From the reviews:
“The book serves as an indispensable guide to efficient quantum information processing simulation, but is also a great starting point for both learning the area and pursuing future research. … this is an extremely useful, stimulating and readable book that has been compiled with great care and attention to detail. It is greatly recommended for anyone interested in using or researching computer simulations of quantum information processing systems.” (Zeljko Zilic, Quantum Information Processing, Vol. 12, 2013)
From the Back Cover
Recent progress in atomic physics, semiconductors, and optical technologies lead to the need to control matter at an unprecedented scale. However, atoms, electrons and photons do not obey laws of classical physics and instead are governed by quantum mechanics. The formalism of quantum circuits promises to transform engineering disciplines the way digital circuits transformed computing, communications, control and measurement. A quantum circuit simulator implemented in software acts as a replacement of an actual quantum system and seeks to calculate the output from the inputs. This is a very difficult task, but researchers have achieved significant progress in many important special cases.

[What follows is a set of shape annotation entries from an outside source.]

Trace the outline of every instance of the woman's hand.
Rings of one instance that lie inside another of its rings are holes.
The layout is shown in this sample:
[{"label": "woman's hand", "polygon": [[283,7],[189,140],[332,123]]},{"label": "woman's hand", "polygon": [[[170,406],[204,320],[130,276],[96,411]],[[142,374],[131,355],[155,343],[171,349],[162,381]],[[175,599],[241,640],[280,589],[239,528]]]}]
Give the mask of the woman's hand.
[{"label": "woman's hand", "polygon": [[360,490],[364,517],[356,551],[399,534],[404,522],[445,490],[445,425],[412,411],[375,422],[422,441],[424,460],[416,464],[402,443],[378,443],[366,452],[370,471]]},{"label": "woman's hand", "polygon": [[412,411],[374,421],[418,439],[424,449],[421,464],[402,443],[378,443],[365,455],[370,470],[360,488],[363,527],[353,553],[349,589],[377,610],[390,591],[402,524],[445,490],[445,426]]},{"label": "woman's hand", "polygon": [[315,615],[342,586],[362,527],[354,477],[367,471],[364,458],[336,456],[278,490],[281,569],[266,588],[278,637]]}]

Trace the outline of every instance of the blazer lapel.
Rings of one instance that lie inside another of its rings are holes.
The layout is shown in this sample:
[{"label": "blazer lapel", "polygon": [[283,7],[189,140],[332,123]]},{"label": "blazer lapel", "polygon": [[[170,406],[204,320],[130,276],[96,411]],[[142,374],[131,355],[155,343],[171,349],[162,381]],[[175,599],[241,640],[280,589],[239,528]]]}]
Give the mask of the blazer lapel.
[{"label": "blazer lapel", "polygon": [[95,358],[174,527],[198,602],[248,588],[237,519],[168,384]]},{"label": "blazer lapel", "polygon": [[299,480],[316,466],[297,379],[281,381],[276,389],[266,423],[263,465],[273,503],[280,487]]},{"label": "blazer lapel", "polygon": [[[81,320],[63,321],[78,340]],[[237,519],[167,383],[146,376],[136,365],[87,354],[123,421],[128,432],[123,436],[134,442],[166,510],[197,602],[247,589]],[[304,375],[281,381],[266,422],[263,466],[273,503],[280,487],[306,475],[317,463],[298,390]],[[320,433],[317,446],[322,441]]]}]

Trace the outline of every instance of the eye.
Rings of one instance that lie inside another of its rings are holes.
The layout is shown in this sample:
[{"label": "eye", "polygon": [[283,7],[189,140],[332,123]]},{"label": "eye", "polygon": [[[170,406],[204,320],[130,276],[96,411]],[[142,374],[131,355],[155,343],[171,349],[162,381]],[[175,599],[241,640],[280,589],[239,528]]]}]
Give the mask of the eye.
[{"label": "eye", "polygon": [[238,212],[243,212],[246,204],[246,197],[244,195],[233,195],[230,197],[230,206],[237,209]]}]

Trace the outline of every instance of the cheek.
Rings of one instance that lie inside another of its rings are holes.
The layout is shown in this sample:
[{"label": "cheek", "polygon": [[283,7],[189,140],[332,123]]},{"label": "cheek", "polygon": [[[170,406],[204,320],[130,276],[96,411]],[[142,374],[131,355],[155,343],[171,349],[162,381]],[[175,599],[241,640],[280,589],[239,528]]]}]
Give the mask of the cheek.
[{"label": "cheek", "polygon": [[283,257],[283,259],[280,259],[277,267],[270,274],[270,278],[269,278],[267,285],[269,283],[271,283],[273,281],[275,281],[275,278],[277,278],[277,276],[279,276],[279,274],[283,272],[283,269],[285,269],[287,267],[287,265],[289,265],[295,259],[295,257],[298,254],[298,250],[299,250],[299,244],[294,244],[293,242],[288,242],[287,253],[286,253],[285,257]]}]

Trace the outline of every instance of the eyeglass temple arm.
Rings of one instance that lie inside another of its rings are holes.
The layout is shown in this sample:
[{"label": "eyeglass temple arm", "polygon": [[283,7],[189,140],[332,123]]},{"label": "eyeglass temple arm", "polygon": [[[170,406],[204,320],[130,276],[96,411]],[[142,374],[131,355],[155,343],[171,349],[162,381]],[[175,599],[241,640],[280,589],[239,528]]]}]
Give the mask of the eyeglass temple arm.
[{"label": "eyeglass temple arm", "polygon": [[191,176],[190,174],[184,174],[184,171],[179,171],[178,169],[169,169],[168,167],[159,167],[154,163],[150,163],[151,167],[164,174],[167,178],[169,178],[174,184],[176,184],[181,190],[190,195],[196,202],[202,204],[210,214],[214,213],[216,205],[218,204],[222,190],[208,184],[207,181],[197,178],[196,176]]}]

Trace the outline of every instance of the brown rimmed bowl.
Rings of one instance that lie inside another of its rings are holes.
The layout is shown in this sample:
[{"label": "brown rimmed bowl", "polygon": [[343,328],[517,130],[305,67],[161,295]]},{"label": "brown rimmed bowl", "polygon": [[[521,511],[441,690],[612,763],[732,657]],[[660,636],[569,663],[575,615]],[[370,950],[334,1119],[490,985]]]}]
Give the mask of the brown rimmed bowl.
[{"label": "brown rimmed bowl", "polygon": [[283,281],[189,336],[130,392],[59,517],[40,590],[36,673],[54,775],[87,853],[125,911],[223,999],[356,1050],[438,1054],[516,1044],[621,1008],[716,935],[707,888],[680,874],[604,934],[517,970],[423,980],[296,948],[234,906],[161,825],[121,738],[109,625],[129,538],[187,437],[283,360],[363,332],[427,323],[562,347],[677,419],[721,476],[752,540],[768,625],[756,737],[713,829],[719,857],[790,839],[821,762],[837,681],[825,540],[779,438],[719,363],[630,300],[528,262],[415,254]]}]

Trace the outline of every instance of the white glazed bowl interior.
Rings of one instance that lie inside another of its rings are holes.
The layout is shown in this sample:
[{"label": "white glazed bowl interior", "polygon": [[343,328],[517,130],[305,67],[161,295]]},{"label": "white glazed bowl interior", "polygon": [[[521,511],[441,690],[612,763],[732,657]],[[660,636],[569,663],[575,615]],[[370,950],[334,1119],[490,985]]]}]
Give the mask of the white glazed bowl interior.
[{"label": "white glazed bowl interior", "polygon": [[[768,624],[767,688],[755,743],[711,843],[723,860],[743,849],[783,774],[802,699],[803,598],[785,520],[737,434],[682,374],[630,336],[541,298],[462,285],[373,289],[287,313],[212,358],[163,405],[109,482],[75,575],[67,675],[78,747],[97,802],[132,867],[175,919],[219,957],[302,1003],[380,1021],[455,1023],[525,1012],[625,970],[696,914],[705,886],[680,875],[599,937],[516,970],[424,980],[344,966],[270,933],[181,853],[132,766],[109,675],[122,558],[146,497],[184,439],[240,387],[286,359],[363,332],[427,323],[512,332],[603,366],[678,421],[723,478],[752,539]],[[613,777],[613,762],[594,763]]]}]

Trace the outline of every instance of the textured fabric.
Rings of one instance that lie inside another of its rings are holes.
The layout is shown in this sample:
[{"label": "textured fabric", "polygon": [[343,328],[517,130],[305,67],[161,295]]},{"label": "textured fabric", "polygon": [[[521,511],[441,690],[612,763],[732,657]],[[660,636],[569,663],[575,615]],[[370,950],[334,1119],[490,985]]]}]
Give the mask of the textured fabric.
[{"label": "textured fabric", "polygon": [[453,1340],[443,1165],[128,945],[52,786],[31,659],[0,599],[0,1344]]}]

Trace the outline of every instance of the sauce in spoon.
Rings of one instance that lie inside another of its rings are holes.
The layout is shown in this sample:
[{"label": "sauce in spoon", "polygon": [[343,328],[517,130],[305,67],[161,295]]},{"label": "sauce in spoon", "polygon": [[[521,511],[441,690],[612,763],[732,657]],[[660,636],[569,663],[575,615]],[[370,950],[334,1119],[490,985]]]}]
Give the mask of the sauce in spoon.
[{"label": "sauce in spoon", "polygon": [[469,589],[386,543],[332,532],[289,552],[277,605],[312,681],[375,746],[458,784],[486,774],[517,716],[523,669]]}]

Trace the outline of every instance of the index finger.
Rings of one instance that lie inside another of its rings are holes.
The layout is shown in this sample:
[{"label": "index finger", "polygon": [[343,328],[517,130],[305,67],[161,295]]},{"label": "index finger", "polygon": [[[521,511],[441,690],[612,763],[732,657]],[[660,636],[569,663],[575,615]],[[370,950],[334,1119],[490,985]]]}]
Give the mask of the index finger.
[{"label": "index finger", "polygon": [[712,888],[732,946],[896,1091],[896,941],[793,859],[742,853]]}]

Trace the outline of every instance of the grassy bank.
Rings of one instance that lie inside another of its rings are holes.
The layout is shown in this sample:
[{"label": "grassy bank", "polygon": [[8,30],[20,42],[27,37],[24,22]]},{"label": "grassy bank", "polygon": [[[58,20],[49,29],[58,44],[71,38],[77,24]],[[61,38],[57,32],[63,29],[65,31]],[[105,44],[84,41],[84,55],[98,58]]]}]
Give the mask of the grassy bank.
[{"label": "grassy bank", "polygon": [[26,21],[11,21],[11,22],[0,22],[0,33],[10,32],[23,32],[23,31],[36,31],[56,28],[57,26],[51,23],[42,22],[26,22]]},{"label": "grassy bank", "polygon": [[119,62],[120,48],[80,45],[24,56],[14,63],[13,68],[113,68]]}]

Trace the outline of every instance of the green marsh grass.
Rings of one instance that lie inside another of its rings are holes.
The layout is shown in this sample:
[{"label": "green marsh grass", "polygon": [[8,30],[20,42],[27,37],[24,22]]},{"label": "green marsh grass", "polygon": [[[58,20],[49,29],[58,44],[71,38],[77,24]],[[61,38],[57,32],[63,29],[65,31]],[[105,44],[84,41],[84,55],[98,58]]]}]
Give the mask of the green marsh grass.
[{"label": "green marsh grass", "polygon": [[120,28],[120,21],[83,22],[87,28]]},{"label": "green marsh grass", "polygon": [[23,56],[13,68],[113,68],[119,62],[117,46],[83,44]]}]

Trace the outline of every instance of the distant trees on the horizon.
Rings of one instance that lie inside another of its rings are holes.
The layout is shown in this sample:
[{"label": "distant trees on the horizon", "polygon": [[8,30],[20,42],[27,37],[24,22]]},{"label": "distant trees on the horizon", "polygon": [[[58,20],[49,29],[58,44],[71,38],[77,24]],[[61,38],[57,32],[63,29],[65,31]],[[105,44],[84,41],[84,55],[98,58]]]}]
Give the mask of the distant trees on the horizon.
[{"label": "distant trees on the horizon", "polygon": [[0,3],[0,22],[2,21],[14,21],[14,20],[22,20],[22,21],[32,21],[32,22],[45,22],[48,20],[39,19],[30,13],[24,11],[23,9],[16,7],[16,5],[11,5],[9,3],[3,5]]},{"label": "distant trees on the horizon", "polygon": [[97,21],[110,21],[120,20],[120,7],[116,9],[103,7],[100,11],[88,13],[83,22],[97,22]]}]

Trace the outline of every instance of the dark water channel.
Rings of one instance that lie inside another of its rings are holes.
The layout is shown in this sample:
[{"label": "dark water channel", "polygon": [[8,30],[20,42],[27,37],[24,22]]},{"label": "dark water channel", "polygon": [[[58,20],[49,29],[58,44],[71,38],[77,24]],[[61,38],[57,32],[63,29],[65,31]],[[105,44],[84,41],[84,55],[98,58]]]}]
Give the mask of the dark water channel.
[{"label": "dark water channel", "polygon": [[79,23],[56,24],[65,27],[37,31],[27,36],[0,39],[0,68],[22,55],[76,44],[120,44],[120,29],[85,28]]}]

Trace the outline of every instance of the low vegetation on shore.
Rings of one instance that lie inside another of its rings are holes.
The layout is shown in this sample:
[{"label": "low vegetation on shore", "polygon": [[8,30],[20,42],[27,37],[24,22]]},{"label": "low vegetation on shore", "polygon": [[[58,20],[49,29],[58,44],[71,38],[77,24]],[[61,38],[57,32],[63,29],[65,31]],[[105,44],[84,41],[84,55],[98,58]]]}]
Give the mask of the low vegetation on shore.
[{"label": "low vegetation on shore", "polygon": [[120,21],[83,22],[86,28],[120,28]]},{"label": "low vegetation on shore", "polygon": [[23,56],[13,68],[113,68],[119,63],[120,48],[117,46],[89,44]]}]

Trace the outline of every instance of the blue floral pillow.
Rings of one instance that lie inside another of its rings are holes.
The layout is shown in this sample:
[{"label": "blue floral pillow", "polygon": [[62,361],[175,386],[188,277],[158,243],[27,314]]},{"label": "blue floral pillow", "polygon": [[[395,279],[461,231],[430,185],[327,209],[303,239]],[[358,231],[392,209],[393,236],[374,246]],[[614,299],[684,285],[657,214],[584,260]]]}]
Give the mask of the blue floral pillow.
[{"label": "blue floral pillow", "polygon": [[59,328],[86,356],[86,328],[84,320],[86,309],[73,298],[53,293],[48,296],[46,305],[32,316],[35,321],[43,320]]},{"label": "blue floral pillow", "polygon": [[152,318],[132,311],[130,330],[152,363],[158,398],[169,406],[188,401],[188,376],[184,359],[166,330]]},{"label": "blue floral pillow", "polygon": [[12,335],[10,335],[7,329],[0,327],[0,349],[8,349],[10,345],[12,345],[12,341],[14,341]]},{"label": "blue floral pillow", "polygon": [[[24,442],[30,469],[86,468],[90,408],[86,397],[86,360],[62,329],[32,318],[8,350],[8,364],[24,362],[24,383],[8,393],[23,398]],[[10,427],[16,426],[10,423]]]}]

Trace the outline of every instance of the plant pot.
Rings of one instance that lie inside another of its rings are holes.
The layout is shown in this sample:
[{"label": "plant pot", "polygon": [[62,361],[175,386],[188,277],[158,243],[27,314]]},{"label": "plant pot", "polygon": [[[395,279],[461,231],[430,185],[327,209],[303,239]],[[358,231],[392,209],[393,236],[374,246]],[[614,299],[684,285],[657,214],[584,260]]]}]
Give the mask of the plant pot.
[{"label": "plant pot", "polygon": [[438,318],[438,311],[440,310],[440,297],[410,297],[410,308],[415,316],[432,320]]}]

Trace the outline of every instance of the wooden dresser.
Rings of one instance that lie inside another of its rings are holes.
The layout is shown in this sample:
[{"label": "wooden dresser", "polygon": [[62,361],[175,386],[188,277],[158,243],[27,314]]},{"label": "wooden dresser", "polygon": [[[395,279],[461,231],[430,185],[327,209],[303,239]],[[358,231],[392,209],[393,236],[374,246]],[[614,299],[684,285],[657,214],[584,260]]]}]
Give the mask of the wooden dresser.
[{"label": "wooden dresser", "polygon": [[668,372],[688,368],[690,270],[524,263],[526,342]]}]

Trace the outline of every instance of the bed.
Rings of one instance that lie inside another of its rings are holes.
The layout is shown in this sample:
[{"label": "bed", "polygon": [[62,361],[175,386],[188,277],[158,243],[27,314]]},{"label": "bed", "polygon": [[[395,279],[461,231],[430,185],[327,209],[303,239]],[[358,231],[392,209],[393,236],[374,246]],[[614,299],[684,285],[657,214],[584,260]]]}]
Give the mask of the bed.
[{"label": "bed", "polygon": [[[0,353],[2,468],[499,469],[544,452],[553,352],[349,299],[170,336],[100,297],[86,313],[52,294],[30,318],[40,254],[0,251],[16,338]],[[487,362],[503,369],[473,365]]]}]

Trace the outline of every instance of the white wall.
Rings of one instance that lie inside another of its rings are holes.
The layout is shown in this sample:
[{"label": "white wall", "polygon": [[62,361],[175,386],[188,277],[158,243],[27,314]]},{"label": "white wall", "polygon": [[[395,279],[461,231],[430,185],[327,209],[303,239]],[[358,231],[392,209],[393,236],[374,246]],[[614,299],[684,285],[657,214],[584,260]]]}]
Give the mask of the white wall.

This self-contained book discusses both theoretical and practical aspects of simulating quantum circuits on conventional computers. Engineers can sanity-check and evaluate their designs through simulation before building hardware. Computer scientists can use simulation to compare quantum algorithms to conventional ones. Quantum Circuit Simulation covers the fundamentals of linear algebra and introduces basic concepts of quantum physics needed to understand quantum circuits and algorithms. It requires only basic familiarity with algebra, graph algorithms and computer engineering. After introducing necessary background, the authors describe key simulation techniques that have so far been scattered throughout the research literature in physics, computer science, and computer engineering. Quantum Circuit Simulation also illustrates the development of software for quantum simulation by example of the QuIDDPro package, which is freely available and can be used by students of quantum information as a "quantum calculator."